July 20, 2006
British Court Must Watch Jerry Springer Show
Flextech Television provides 10 channels of programming for a British cable operator. In 1998, Flextech entered into a contract with Universal Studios which committed Flextech to air the Jerry Springer show while it was running in the U.S. In 2001, Flextech claims the "vast majority" of episodes contained content which was unsuitable for daytime viewing and which would violate British broadcasting rules. Flextech claims it was entitled to cancel the contract on this basis. Universal, on the other hand, insists that the Springer show had not changed much.
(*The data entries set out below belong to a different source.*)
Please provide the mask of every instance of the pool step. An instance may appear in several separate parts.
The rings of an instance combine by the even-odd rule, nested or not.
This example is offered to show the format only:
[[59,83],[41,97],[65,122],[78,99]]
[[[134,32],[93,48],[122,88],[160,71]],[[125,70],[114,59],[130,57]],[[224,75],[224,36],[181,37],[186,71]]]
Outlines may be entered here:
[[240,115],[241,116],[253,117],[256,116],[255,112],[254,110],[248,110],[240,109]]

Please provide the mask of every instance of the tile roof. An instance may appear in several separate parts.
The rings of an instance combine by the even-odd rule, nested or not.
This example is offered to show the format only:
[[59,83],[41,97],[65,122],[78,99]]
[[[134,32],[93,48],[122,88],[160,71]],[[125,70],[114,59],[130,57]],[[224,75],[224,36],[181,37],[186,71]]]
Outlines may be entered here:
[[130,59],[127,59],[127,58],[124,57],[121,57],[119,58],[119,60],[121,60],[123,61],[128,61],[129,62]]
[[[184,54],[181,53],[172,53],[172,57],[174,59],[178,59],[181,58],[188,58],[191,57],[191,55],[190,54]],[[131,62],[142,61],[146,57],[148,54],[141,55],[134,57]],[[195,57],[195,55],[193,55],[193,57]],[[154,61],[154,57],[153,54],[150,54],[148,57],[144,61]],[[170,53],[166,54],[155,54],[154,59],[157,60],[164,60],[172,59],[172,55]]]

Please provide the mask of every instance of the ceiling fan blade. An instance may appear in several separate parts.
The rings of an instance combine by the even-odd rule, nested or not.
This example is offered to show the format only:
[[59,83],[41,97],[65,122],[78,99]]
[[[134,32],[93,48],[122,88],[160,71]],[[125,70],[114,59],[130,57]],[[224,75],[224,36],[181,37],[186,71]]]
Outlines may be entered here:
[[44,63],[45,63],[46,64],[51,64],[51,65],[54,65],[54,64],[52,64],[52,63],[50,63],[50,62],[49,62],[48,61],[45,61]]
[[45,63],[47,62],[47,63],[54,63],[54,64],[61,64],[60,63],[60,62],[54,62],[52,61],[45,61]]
The Washington Post reports that a British appellate court has remanded this contract case to a trial judge to decide "whether content had changed enough to amount to a breach of contract." How will the court determine whether the content of the show had become "too strong for local tastes"? By watching some of the 400 hours of videotape of the Springer show. . .
[Meredith R. Miller]
July 17, 2006
SOF Bites Plaintiff
An alleged oral deal to buy a corporation whose only asset was a piece of real property was subject to the statute of frauds, said the New York Appellate Division in a recent decision. In the case, the defendant had proffered a written stock purchase agreement to the plaintiff. A clause in the agreement provided: "This Contract shall not be binding upon the Seller until such time as Seller has executed the Contract and delivered a fully executed copy of the Contract to Buyer or Buyer's attorney." Seller subsequently decided to take a better deal and Buyer sued, claiming an oral contract. It argued that its attempts to re-zone the property were a part performance of the deal. Plaintiff lost at the trial court, got hit with sanctions there, then appealed.
Bad move. The Appellate Division flatly rejected the legal claim in a per curiam opinion:
In view of defendants' clear showing of an intent not to be bound without a formal contract and the absence of credible evidence tending to show a meeting of the minds on all material terms, the action and filing of the notice of pendency were completely without merit in law.
Even if Plaintiff had got the property rezoned, it would not amount to a part performance that would make the statute of frauds inapplicable. "Rather, plaintiff's unilateral conduct, standing alone, could easily be seen as the premature acts of an overly optimistic potential buyer . . . ."
The court found both the original claim and the appeal of the sanctions so frivolous that on its own motion it socked the plaintiff with more sanctions, sending it back to the trial court to take evidence on Defendant's legal fees.
Yenom Corp. v. 155 Wooster Street Inc., 2006 N.Y. Slip Op. 05732 (1st Dept. July 13, 2006).